Sometimes we have to be “selfish” in order to be “selfless”.

Let me explain, with a couple of examples.

Last night, Jeremy and I were praying together. After, he said he felt like it was a selfish prayer because he didn’t stray away from praying for our family. But I think that’s okay sometimes. Our children are important and part of our job as their parents is to lead them and pray over them. His prayer might have felt selfish because he didn’t pray for anyone besides our kids, and us as their parents, but through that prayer is the potential to make the world around us better because we are striving to help our kids grow up to be God-loving souls who follow His will. Maybe we didn’t specifically mention anyone else in that particular prayer. However, it’s possible someone who needed it will be blessed indirectly through that prayer.

Then this morning, I was thinking about all of the things that need doing. A couple of years ago, I wrote this post on Facebook about all the “hats” I wear…

When there’s a lot going on, I get easily overwhelmed and don’t know where to start. Then I tend to just ignore it and do something familiar and easy. So this morning, as I was picking up clothes to start the laundry, I started piping Philippians 4:13 – “I can do all things through Christ who strengthens me.”Whenever I think about that verse in the context of something that feels mundane or trivial, I feel guilty. Paul used that statement as a prisoner, uncertain about his future. I always feel like, “How dare I use that verse on something as simple as laundry? There are things that are so much more important to worry about. It’s a simple task – just do it and go on.” But this morning as that thought started up, I remembered God is with me in everything I do. And, as I tell my kids, “When I see mess, my brain can’t rest.” For me to be in a place mentally to take care of the things that need taking care of, I need the “little” things done. While I may look at it and feel totally overwhelmed, He is with me even through those mundane things. And if I keep focused on that, step by step I can work through it all. It feels like I’m being selfish, but if I take the time to get those things done, I can do more of what feel like the big things.
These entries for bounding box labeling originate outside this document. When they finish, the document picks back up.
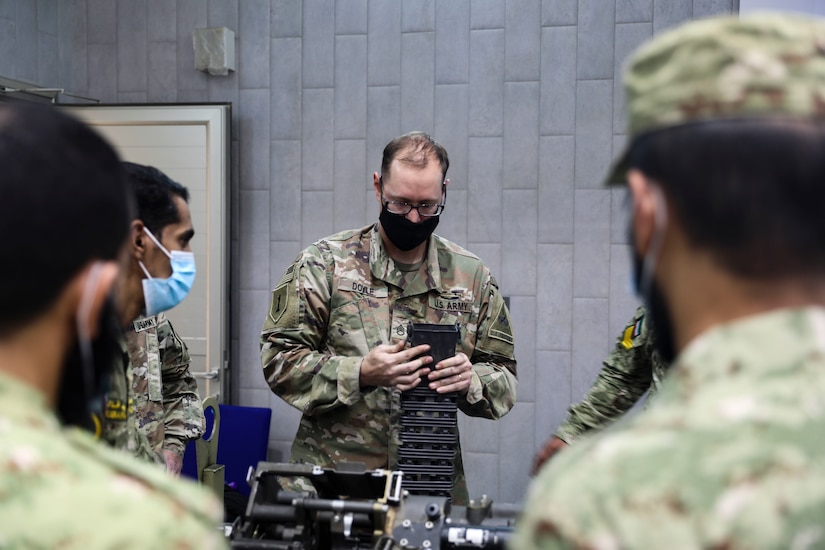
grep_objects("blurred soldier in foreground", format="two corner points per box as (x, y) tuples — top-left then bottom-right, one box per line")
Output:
(533, 306), (667, 475)
(0, 103), (225, 549)
(102, 162), (205, 475)
(513, 14), (825, 549)
(261, 132), (517, 504)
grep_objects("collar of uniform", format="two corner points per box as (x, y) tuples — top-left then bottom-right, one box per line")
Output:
(0, 372), (60, 432)
(672, 307), (825, 389)
(370, 223), (441, 294)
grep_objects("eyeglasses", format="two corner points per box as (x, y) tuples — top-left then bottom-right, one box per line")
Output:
(379, 178), (447, 218)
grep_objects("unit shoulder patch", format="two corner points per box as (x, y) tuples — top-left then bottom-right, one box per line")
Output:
(487, 301), (513, 345)
(621, 315), (645, 349)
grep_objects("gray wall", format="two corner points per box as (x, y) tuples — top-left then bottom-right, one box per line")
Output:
(0, 0), (738, 502)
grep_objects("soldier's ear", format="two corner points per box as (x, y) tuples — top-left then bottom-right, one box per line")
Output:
(129, 220), (148, 261)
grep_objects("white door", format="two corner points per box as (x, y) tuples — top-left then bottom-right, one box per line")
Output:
(62, 104), (230, 401)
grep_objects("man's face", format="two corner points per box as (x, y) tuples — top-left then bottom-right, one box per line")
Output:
(375, 158), (443, 223)
(143, 195), (195, 278)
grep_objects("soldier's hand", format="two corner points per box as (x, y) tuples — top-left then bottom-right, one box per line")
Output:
(361, 341), (433, 391)
(530, 435), (567, 475)
(163, 449), (183, 477)
(429, 352), (473, 393)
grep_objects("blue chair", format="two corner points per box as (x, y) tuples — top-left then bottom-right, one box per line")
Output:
(182, 403), (272, 497)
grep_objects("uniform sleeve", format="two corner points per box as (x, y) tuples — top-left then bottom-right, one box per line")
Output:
(158, 315), (205, 455)
(458, 276), (518, 419)
(260, 246), (363, 416)
(555, 308), (653, 443)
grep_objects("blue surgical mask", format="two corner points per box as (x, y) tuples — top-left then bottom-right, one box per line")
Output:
(138, 227), (195, 315)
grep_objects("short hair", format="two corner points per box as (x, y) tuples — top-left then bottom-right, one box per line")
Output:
(630, 118), (825, 279)
(123, 161), (189, 235)
(381, 132), (450, 181)
(0, 101), (132, 335)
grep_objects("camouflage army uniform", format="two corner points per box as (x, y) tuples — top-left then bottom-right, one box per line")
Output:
(555, 306), (667, 443)
(103, 313), (205, 463)
(0, 373), (226, 550)
(261, 224), (517, 503)
(513, 308), (825, 549)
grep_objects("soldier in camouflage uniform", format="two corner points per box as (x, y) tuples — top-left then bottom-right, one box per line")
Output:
(0, 102), (226, 550)
(102, 163), (205, 474)
(511, 13), (825, 550)
(533, 306), (667, 475)
(261, 132), (516, 503)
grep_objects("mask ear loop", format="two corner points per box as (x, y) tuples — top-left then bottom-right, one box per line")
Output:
(76, 261), (103, 395)
(143, 230), (172, 259)
(138, 225), (172, 279)
(639, 185), (667, 296)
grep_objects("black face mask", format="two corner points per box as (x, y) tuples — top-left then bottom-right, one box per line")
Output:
(378, 206), (440, 252)
(629, 232), (676, 365)
(57, 297), (121, 431)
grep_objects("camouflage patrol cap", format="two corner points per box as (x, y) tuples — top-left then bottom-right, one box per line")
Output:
(607, 12), (825, 184)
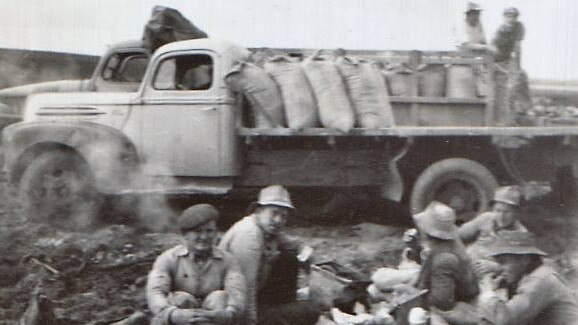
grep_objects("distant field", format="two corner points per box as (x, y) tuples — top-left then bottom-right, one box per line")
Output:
(0, 48), (98, 89)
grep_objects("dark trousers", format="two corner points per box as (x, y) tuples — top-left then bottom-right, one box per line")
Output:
(257, 251), (321, 325)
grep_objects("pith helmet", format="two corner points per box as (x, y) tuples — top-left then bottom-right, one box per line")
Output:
(466, 2), (482, 13)
(179, 203), (219, 233)
(504, 7), (520, 17)
(257, 185), (295, 209)
(413, 201), (458, 240)
(488, 231), (548, 257)
(492, 185), (522, 206)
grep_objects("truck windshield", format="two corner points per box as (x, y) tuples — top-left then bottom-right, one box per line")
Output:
(153, 54), (213, 90)
(102, 53), (149, 82)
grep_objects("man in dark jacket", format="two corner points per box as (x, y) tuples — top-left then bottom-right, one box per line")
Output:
(479, 231), (578, 325)
(414, 201), (479, 324)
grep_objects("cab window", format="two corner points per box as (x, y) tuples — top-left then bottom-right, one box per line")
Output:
(153, 54), (213, 91)
(102, 53), (149, 82)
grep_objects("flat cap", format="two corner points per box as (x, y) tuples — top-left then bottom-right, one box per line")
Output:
(179, 203), (219, 233)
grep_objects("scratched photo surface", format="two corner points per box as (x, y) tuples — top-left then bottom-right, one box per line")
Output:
(0, 0), (578, 325)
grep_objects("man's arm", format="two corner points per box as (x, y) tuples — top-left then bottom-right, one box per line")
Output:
(459, 213), (488, 244)
(220, 230), (262, 325)
(428, 253), (460, 311)
(146, 251), (177, 324)
(480, 272), (551, 325)
(223, 253), (247, 317)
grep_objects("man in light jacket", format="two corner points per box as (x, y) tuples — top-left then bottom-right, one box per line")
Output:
(219, 185), (320, 325)
(146, 204), (246, 325)
(478, 231), (578, 325)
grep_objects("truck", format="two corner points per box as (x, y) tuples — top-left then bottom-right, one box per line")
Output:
(0, 40), (150, 121)
(2, 39), (578, 228)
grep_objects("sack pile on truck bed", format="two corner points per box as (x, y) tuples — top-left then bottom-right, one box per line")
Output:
(225, 50), (395, 132)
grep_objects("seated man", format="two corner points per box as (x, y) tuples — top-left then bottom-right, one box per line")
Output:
(479, 231), (578, 325)
(459, 186), (528, 275)
(219, 185), (320, 325)
(146, 204), (246, 325)
(413, 201), (479, 324)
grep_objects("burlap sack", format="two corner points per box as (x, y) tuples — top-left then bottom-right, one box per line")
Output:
(336, 57), (394, 129)
(303, 54), (355, 132)
(225, 62), (285, 128)
(265, 56), (319, 130)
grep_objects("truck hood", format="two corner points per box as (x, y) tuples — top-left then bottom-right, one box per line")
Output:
(24, 92), (139, 121)
(0, 79), (90, 97)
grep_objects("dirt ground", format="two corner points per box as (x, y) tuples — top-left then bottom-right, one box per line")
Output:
(0, 186), (578, 324)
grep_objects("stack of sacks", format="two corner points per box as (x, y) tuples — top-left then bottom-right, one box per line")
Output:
(265, 55), (319, 130)
(303, 52), (355, 132)
(336, 57), (394, 129)
(225, 62), (285, 128)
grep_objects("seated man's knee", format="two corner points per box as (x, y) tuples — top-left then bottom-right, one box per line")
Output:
(168, 291), (199, 309)
(203, 290), (229, 310)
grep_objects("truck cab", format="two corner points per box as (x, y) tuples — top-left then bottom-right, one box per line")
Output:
(0, 40), (150, 120)
(2, 39), (248, 227)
A friend and I were just sitting here talking about this all as well. About how certain decisions we make may feel selfish, or look selfish from the outside. But if we aren’t in a good place, how can we help others? If we haven’t felt the love, grace, and mercy of God, how can we show it to the people around us? If we haven’t learned how to take care of ourselves, how can we take care of those God has sent to us? It’s not self-ish. It’s self-care. And when we take care of ourselves, and allow God to heal us and fill us, we can be more like Him and be self-less.